Bordwine: Many people had to leave the area or drive excessive miles to find employment.

Question: How quickly did it change?

Bordwine: Immediately.

Question: Did it leave behind anything? Positive/negative?

Bordwine: Olin has deeded the land to the town of Saltville. Many of the other assets were given to the town. Some have been used or sold effectively some have not. Regardless, the people of the town of Saltville have benefited from the assets Olin left, but they have never recovered from the economic devastation of “the plant” closing.

Question: Do those effects still exist?

Bordwine: Yes, the town has come to the end of the Olin gifts and is in financial trouble. Of course, most small towns are having financial problems.

Question: How different is the town now from the days of Olin?

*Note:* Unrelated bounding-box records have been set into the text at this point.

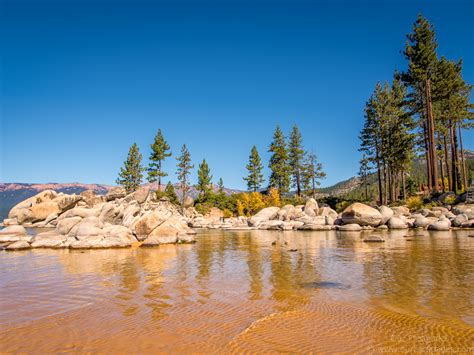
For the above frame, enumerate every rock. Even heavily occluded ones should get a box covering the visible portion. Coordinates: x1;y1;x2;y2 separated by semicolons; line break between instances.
362;235;385;243
142;215;195;247
131;187;150;204
304;198;319;217
378;206;394;224
53;194;82;213
413;216;431;228
29;201;61;223
99;202;123;224
56;217;82;234
342;202;382;227
3;218;18;226
0;225;27;235
337;223;362;232
105;186;126;201
428;220;451;231
184;196;194;208
5;240;31;250
277;205;296;221
132;210;172;240
392;206;410;216
317;206;338;220
31;232;67;248
451;213;469;227
249;207;280;227
387;217;408;229
258;220;285;230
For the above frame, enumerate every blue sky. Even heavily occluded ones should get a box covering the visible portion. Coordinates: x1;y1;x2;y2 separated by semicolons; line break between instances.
0;0;474;188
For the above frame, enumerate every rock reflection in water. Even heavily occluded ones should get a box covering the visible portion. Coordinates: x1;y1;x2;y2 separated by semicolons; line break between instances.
0;231;474;352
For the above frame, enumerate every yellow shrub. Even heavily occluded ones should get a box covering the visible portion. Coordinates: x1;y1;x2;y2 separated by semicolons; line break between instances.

Bordwine: Everything has changed.

Taylor Holmes adds:

Education: In my opinion, the school is on the wrong side of Walker Mountain as far as the Smyth County School System is concerned. We are the last to receive technology, equipment or opportunities for our students. When the schools systems scream disparity between Northern Virginia and far Southwest, we in the Northern part of Smyth County know what they are talking about!

Employment: To find employment most Saltville residents have to drive outside the community.

Social structure: Saltville, once home too many engineers, doctors, lawyers, and company executives, does not have a social elite. That could be a good thing, but sometimes it means that ambition, drive, determination, and a healthy respect for education is lacking. Does that sound elitist (snobby)? I hope not –it’s just my opinion.